Analyses of MR grade, NYHA classification, and quality of life at 30 days and 1 year showed that improvements in all three endpoints were seen regardless of whether patients required subsequent HF hospitalization. Not surprisingly, however, the magnitude of benefit was attenuated among those requiring hospitalization. For example, by 1 year, 82% of patients in the not-hospitalized group were in NYHA class II or less, whereas that number was just 67.9% in patients who’d required hospitalization (P = 0.003). Likewise, quality of life as measured by the KCCQ score improved to a greater degree from baseline to 1 year among patients who were not hospitalized as compared with those who were, with scores improving by 22 points and 16 points, respectively.
Further analyses identified a range of baseline factors that were independently associated with HF hospitalizations including reduced left ventricular function (≤ 40%), NYHA class III/IV heart failure, prior HF hospitalization, and tricuspid regurgitation of 2+ or greater. Residual MR after MitraClip (≥ 2+) was also a strong predictor of subsequent hospitalization.

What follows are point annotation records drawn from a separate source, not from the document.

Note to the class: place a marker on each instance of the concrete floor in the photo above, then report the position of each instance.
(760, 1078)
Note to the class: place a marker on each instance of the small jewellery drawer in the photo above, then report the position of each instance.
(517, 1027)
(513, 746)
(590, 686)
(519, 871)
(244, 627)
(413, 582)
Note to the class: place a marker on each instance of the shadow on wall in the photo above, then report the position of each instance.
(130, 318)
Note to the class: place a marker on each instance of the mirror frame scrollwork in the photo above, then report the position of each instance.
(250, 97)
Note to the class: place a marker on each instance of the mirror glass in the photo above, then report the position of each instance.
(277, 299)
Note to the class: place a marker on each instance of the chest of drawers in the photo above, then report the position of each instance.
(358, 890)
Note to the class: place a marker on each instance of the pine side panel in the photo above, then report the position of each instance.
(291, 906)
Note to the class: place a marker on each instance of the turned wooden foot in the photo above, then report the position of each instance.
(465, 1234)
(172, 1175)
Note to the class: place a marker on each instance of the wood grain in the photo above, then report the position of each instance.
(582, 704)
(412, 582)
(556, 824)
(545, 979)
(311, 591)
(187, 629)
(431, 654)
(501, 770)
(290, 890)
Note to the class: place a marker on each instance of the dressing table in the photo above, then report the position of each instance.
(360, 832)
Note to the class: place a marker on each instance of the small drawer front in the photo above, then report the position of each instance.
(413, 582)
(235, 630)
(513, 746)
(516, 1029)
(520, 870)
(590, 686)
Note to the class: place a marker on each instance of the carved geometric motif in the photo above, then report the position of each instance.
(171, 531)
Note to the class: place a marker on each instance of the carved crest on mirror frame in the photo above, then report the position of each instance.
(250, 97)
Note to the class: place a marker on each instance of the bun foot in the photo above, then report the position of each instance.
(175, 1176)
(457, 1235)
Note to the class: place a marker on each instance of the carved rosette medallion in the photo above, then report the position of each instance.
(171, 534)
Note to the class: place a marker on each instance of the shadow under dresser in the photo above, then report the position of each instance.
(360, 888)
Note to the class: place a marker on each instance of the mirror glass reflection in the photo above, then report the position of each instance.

Speaking with TCTMD, Cavalcante said he’d also be interested to see EXPAND data on right ventricular function and pulmonary hypertension, which also typically portend worse outcomes in these patients. And he made a “plea” for sites offering the MitraClip to use advanced imaging—functional cardiac CT angiography or cardiac MRI—to get a better handle on the extent of ventricular disease before moving ahead with TEER.
“We need to do a better job because the stakes are high and these are patients’ lives,” he said. “We have to calibrate our expectations and better treat that ventricular disease and better understand that it's not just about the valve, it's about what keeps company with the valvular disease at that stage.”
Kessler and colleagues are also examining background use of HF medications and how this tracked with outcomes but have not yet completed this analysis. She acknowledged that there is a bit of a juggling act that would need to be done between ensuring that medications are optimized before proceeding with TEER, as was done in COAPT, and treating patients sooner in their disease process.
“If this analysis together with COAPT could tell us where the sweet spot is, then we would be really happy, but it's hard to find the sweet spot,” she acknowledged. “If we have a patient who is New York Heart Association class III, and he goes on optimal medication and now is in New York Heart Association class II, then most physicians would probably wait with the MitraClip, [whereas] I think that's the right timepoint to do the MitraClip and our analysis supports that.”
What’s striking, said Cavalcante, is the high mortality rate among patients who needed to be rehospitalized after TEER—nearly 37% for this subset of patients in EXPAND as compared with a 2-year all-cause mortality rate in COAPT of 29%.
“It does make us ponder, are we selecting the right patients?” he said. “I think there's a lot of room from improvement.”
Close collaboration with HF specialists is critical, Cavalcante observed. “Our heart failure colleagues are the ones we have to always lend our ears to, and really work together with them, and I think that can be mutually beneficial.”
It falls to HF specialists to uptitrate the medications that target the ventricular disease, but in some cases, Cavalcante noted, clipping the mitral valve and reducing the MR can allow blood pressure rates to come up, allowing medication dosages to be increased.
Kessler M, Rottbauer W, Stephan R, et al. Predictors of heart failure hospitalization and its impact on clinical outcomes. Results from the contemporary MitraClip EXPAND study. Presented at: PCR London Valves 2021. November 21, 2021.
- Kessler reports having no conflicts.
- Cavalcante reports consulting for Boston Scientific, Abbott Structural, Edwards Lifesciences, Medtronic, VDyne, TriFlo, and WL Gore.